Participant A: Yeah, I just wanted to say that it seems to me that access to cutting edge treatments is a bit of a post code lottery, and it really does depend on where you live in the country. I have had access to a large-scale trial, but some of them more cutting-edge treatments which I'm interested in, I would have to travel a long way and it wouldn't be easy. I would love for someone to look at that issue and whether there is a way of engaging people on trials around the country from a central point. I don't know how it works really, but I don't know why some of these trials cannot be taken out to some of the other sort-of teaching hospitals because it's very difficult when you're having treatment to travel a long way.
Janet Brown: No, I think that's an important really important point. Participant C?
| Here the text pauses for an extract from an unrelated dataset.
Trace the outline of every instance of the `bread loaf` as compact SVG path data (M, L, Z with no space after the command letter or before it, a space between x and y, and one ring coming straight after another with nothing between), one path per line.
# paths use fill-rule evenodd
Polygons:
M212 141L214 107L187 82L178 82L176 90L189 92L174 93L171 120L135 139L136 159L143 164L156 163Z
Participant C: When I was going through primary diagnosis I was asked if I wanted to go into a POSNOC trial, which meant that my cancer could be tested to see whether I would go on to have chemotherapy. But because chemotherapy would be decided by a computer at random, and because of the amount of tumours that I had and the grades of them, I had already decided that no, I was not going to let a computer decide my future. I would do that. So then because I said no, I wouldn't go into the POSNOC trial, but could I still have this oncotype dx thing done because would it help with diagnosis and treatment of the cancer? I was told no, but I would be referred for a second opinion. So I went through the second opinion, had the chat with the lady who organizes the samples being sent away to be tested, and her words to me were, ’as you've already decided to not go into the trial, I need to apply for funding to have your cancer tested, that will take three months, but as you're having chemotherapy anyway, that's a waste of three-hundred NHS pounds. Now personally, I think that that information is important, and it shouldn't have been put to me that way, and my cancer should have still been tested. The other thing is, I'm hoping, and this is just a statement, but I'm hoping that with the way that they've managed to get the COVID trials for the vaccines done so quickly, I would really love to see those kind of advancements be used in cancer treatments, because at the moment there are possibly drugs that they've known about for five years that still aren't in trial. Well they might have saved my life. Chances are I'm going to be dead before they even get to the to the testing stage.